The Manager and its affiliates have engaged, and may in the future engage, in various activities, which may include securities trading, commercial and investment banking, financial advisory, investment management, investment research, principal investment, hedging, financing and brokerage activities. The Manager and its affiliates have performed and may perform investment and commercial banking and advisory services for the Partnership and its affiliates from time to time, for which they have received and may receive customary fees and expense reimbursement. The Manager and its affiliates may, from time to time, engage in transactions with and perform services for the Partnership in the ordinary course of their business. Affiliates of the Manager are lenders under the Partnership’s credit facility.

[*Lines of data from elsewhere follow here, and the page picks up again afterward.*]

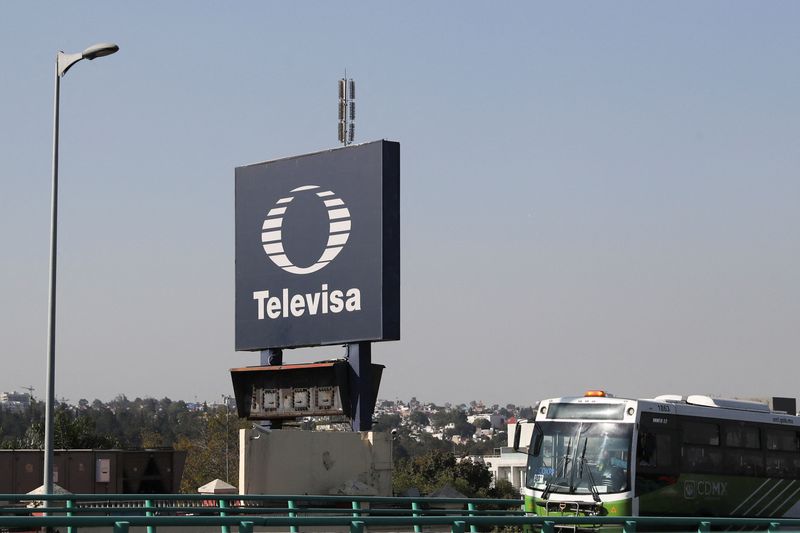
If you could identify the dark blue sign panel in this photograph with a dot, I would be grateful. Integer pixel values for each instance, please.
(318, 248)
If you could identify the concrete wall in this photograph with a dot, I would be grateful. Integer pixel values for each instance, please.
(313, 462)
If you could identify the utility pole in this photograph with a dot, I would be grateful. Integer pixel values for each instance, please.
(347, 110)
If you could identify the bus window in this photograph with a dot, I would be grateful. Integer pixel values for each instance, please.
(703, 433)
(702, 459)
(783, 440)
(654, 450)
(744, 462)
(740, 436)
(782, 464)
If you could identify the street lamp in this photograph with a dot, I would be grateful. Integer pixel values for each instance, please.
(63, 63)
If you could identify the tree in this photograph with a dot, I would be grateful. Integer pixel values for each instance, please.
(214, 452)
(435, 469)
(419, 418)
(69, 432)
(482, 423)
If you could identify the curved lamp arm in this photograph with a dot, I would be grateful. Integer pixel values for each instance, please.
(65, 61)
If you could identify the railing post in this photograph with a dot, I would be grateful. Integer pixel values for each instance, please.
(471, 508)
(148, 504)
(415, 514)
(292, 514)
(223, 504)
(70, 504)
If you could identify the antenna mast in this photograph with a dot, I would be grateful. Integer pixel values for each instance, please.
(347, 110)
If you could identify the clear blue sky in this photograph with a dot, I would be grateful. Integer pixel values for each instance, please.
(593, 194)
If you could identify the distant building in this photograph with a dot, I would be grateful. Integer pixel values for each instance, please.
(15, 401)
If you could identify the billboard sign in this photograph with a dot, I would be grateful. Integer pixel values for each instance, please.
(318, 248)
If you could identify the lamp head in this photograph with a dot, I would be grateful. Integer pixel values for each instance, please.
(99, 50)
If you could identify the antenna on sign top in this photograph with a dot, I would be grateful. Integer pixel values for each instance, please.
(347, 110)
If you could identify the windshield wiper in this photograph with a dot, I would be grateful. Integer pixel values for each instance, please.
(592, 487)
(549, 485)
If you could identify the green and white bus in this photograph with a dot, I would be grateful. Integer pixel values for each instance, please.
(598, 455)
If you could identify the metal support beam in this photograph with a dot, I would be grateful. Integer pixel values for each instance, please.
(362, 401)
(272, 357)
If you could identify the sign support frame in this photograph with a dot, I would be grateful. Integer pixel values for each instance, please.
(362, 392)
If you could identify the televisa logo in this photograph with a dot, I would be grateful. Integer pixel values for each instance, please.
(322, 302)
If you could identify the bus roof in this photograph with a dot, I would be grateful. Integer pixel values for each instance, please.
(696, 405)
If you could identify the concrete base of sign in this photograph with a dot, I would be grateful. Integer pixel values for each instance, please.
(313, 462)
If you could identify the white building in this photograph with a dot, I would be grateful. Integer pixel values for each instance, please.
(510, 465)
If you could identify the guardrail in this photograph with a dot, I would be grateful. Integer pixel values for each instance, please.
(226, 510)
(245, 512)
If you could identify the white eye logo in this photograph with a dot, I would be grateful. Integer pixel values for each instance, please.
(338, 215)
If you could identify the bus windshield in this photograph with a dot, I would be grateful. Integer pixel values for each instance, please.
(580, 457)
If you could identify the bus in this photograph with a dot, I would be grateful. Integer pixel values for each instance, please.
(598, 455)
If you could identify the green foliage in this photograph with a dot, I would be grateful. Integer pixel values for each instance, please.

Item 9.01 Financial Statements and Exhibits.

(d) Exhibits

 

Exhibit
Number

  

Description

  1.1*    Equity Distribution Agreement, dated June 25, 2014, by and among Tesoro Logistics LP, Tesoro Logistics GP, LLC and Citigroup Global Markets Inc.
  5.1*    Opinion of Fulbright & Jaworski LLP regarding the validity of the securities.
  8.1*    Opinion of Fulbright & Jaworski LLP relating to tax matters.
23.1    Consent of Fulbright & Jaworski LLP (included in Exhibit 5.1 hereto).
23.2    Consent of Fulbright & Jaworski LLP (included in Exhibit 8.1 hereto).

 

* Filed herewith


SIGNATURES

Pursuant to the requirements of the Securities Exchange Act of 1934, the Registrant has duly caused this report to be signed on its behalf by the undersigned hereunto duly authorized.

Date: June 25, 2014

 

TESORO LOGISTICS LP
By:   Tesoro Logistics GP, LLC,
  Its general partner
By:   /s/ G. SCOTT SPENDLOVE
  G. Scott Spendlove
  Vice President and Chief Financial Officer


Index to Exhibits

 

Exhibit
Number

  

Description

  1.1*    Equity Distribution Agreement, dated June 25, 2014, by and among Tesoro Logistics LP, Tesoro Logistics GP, LLC and Citigroup Global Markets Inc.
  5.1*    Opinion of Fulbright & Jaworski LLP regarding the validity of the securities.
  8.1*    Opinion of Fulbright & Jaworski LLP relating to tax matters.
23.1    Consent of Fulbright & Jaworski LLP (included in Exhibit 5.1 hereto).
23.2    Consent of Fulbright & Jaworski LLP (included in Exhibit 8.1 hereto).